Il y eut un silence. Et il reprit presque aussitôt:
—C'est aux genoux du Saint-Père que je veux faire cette déclaration. Il me comprendra, il m'approuvera.
Nani ne souriait plus, la figure immobile et comme fermée désormais. Il sembla étudier curieusement la subite violence du prêtre, qu'il s'efforça ensuite de calmer par sa bienveillance tranquille.
—Sans doute, sans doute... L'obéissance et l'humilité ont de grandes douceurs. Mais, enfui, je comprends que vous vouliez causer avant tout avec Sa Sainteté... Ensuite, n'est-ce pas? vous verrez, vous verrez.
Et, de nouveau, il s'intéressa beaucoup à la demande d'audience. Vivement, il regrettait que Pierre n'eût pas lancé cette demande de Paris même, avant son arrivée à Rome: c'était la plus sûre façon de la faire agréer. Au Vatican, on n'aimait guère le bruit, et pour peu que la nouvelle de la présence du jeune prêtre se répandît, pour peu qu'on causât des motifs qui l'amenaient, tout allait être perdu.
Mais, lorsque Nani sut que Narcisse s'était offert pour présenter Pierre à l'ambassadeur de France près du Saint-Siège, il parut pris d'inquiétude, il se récria.

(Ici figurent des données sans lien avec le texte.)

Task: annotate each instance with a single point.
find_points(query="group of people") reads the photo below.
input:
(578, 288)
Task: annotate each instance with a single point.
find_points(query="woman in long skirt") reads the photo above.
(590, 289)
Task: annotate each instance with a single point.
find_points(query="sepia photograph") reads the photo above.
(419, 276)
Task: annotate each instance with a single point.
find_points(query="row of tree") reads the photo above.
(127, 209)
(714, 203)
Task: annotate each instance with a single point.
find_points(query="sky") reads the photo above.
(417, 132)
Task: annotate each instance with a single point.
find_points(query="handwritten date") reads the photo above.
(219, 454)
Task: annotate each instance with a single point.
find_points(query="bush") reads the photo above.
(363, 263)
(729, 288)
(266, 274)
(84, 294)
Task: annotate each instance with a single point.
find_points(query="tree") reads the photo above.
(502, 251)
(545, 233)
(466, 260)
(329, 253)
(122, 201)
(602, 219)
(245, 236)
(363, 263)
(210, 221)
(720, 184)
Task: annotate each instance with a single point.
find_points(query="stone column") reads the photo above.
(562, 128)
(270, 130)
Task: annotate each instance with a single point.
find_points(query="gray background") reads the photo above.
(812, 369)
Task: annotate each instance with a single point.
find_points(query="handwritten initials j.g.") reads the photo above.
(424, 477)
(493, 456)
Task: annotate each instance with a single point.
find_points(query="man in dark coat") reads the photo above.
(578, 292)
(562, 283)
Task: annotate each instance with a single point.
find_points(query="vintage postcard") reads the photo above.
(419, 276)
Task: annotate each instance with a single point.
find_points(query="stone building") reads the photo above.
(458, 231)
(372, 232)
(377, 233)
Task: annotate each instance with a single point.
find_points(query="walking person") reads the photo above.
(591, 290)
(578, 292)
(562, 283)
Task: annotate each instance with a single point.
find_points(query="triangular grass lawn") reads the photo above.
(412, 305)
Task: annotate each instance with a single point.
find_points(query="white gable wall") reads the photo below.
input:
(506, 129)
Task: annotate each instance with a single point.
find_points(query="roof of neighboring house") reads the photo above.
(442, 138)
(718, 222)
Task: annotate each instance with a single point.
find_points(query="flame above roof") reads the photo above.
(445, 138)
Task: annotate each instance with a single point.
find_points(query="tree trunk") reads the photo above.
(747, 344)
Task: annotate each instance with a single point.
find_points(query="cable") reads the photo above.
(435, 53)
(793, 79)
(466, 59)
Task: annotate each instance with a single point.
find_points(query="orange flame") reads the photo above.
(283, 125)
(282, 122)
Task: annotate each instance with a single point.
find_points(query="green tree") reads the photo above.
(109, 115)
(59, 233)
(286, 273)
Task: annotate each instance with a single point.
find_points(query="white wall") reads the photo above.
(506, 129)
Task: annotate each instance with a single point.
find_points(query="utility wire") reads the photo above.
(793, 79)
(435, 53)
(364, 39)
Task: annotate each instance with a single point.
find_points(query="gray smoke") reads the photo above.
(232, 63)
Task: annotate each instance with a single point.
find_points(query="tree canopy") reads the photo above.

—Non, non! ne faites pas cela, ce serait de la dernière imprudence!... D'abord, vous courez le risque de gêner monsieur l'ambassadeur, dont la situation est toujours délicate en ces sortes d'affaires... Puis, s'il échouait, et ma crainte est qu'il n'échoue, oui! s'il échouait, ce serait fini, vous n'auriez plus la moindre chance d'obtenir, d'autre part, l'audience demandée; car on ne voudrait pas infliger à monsieur l'ambassadeur la petite blessure d'amour-propre d'avoir cédé à une autre influence que la sienne.
Anxieusement, Pierre regarda Narcisse, qui hochait la tête, l'air gêné, hésitant.
—En effet, finit par murmurer ce dernier, nous avons demandé dernièrement, pour un personnage politique français, une audience, qui a été refusée; et cela nous a été fort désagréable... Monseigneur a raison. Il faut réserver notre ambassadeur, ne l'employer que lorsque nous aurons épuisé les autres moyens d'approche.
Et, voyant le désappointement de Pierre, il reprit avec son obligeance:
—Notre première visite sera donc pour mon cousin, au Vatican.
Étonné, l'attention éveillée de nouveau, Nani regarda le jeune homme.
—Au Vatican? vous y avez un cousin?
—Mais oui; monsignor Gamba del Zoppo.
—Gamba!... Gamba!... Oui, oui! excusez-moi, je me souviens... Ah! vous avez songé à Gamba pour agir près de Sa Sainteté. Sans doute, c'est une idée, il faut voir, il faut voir...
Plusieurs fois, il répéta la phrase pour se donner le temps de voir lui-même, de discuter intérieurement l'idée. Monsignor Gamba del Zoppo était un brave homme, sans rôle aucun, dont la nullité avait fini par être légendaire au Vatican. Il amusait de ses commérages le pape, qu'il flattait beaucoup, et qui aimait se promener à son bras, dans les jardins. C'était pendant ces promenades qu'il obtenait à l'aise toutes sortes de petites faveurs. Mais il était d'une poltronnerie extraordinaire, il craignait à un tel point de compromettre son influence, qu'il ne risquait pas une sollicitation, sans s'être longuement assuré qu'il ne pouvait en résulter pour lui aucun tort.
—Eh mais! l'idée n'est pas mauvaise, déclara enfin Nani. Oui, oui! Gamba pourra vous obtenir l'audience, s'il le veut bien... Je le verrai moi-même, je lui expliquerai l'affaire.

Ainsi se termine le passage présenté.